В начале века

Виктор Воробьев
Ему уже за восемьдесят, а он всё ещё, как призрак, бродит ранними утрами по мусоркам. Сгорбленный с клюкой и сумкой в руках дед жалким видом своим разрывает сердца прохожих.
- Дожили!
- Вывели стариков на помойки!
Но никто его не выводил. Пётр Харитонович - собиратель цветного металлолома. Лет двадцать уж я живу над его квартирой этажом выше. И все эти годы лоджия старика – настоящая слесарка. «Старатель» стучит, пилит… Дались ему эти железяки! Живёт, как у Христа за пазухой. Пенсия хорошая плюс надбавка по возрасту, плюс льготы разные «Ветеранские» и льготы за репрессированных родителей…
- Неужели не хватает?
- Ну, не обижайся ты на меня, Иваныч. Пожалуйста, не обижайся - всякий раз извиняется Потапов.
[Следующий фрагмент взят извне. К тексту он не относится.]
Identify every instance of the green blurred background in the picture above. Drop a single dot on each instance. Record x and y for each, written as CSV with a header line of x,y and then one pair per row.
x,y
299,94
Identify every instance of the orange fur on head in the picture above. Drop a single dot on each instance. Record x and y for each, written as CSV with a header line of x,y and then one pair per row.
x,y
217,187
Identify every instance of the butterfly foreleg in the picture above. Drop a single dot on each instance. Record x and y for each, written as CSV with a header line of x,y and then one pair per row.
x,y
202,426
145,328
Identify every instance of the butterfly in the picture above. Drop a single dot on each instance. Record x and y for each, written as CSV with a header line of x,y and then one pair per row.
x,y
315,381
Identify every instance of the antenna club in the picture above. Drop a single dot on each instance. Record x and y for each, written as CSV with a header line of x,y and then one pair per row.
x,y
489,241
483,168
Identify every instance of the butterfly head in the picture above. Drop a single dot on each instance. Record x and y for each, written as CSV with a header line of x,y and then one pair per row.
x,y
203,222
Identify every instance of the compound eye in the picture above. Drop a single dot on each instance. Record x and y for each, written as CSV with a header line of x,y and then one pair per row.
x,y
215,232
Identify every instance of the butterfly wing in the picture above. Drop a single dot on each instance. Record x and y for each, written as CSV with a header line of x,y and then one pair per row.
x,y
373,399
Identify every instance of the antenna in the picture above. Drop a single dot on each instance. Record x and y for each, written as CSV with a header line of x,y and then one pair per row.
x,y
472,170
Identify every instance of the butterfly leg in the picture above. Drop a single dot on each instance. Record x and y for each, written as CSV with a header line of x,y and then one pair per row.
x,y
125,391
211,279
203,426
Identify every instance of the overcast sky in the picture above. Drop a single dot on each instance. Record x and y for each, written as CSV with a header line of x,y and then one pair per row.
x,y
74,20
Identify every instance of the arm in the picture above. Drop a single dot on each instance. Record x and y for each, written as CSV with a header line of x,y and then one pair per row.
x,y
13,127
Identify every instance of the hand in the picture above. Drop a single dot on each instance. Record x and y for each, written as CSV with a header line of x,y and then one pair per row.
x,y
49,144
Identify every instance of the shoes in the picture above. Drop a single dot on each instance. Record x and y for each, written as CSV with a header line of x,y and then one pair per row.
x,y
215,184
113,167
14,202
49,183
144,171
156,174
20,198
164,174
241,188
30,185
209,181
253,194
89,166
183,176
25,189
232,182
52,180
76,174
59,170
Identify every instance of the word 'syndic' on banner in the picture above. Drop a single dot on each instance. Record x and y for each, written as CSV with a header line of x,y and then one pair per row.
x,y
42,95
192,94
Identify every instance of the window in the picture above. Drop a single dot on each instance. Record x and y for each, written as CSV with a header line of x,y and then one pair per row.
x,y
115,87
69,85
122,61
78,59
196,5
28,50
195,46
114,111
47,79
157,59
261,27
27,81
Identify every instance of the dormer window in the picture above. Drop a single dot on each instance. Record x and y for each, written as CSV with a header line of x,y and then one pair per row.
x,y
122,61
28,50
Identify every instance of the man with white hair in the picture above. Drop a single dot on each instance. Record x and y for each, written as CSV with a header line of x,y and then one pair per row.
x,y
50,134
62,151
А то иногда и на рюмочку позовёт.
Вот и сегодня пригласил.
- Привычка у меня такая, Иваныч - металл собирать, – после стопки, как обычно, разговорился Пётр Харитонович – не переслушаешь. - А, может, это даже потребность моя - полезным быть. У тебя, Иваныч, бывает потребность полезным быть?
- О, Господи! «Что малый, то и старый».
- А что? Выбросили, например, подсвечник или люстру на помойку, и погибло добро. А я старьё подниму и сдам. И медь оживёт опять. «Старателей», как я, много. Глядишь, на заводах новые трансформаторы намотают, генераторы… А, может, колокола для храмов отольют или памятники достойным людям…
- Вон вы как замечательно рассуждаете! – не от выпитой водки, а от удивления приятным собеседником воскликнул я. – Я ведь тоже, Пётр Харитонович, «старатель».
- Неужели?! – поразился старик, – Что-то я вас никогда не встречал на наших «промыслах».
- Мои «промыслы» – у меня за письменным столом. Я тоже по крупицам собираю свой «металл».  То тема обнаружится, то сюжет возникнет, то образ крепкий или слово нужное найдётся… Глядишь, и рассказ получился. А рассказ - он тоже, как трансформатор, как колокол или памятник…
- Гляди ты! – от изумления Пётр Харитонович поперхнулся огуречным рассолом – Ты – писатель, что ли? Сколько рядом прожили - не знал. И почём же твой «цветмет» принимают?
Ну, наступил старик на «любимую» мозоль! Теперь и меня не переслушаешь!
- У кого как, Пётр Харитонович, - ответил я. - Кому миллионы дают, а кому страничку в журнале за его же кровные выделяют…
- Погоди. Это как же? Выходит, к примеру, я принёс на пункт полпуда металла и, чтобы его взяли задаром, надо ещё и деньги заплатить?
- Именно так. А иначе выбрасывай сочинение хоть под стол, хоть на помойку.
- Ну, а миллионы-то кому же платят?
- Да что вы, Пётр Харитонович, как маленький?! Ведь не все ваши «старатели» копеечными подсвечниками да люстрами «промышляют». И трансформаторы в ход идут и надгробья, и мемориалы… Дай возможность, и «Царь-колокол» продадут. Так же и в литературе: одни над родиной изгаляются, другие над её народом и историей. Кровь и секс в печати стали вместо души и совести… А всё непотребное щедро оплачивается. Про молодого хорошего тракториста, к примеру, рассказ и читать-то не будут, если он не миллионер или если не переспал с агрономшей прямо на пашне средь белого дня.
Мы, «старатели», пили водку и общались.
- Ну и времена, Иваныч! – дополнил рюмки «металлист» Потапов.
- Такие вот времена, Пётр Харитонович… - отзывался я.
Было это в начале двадцать первого века в России.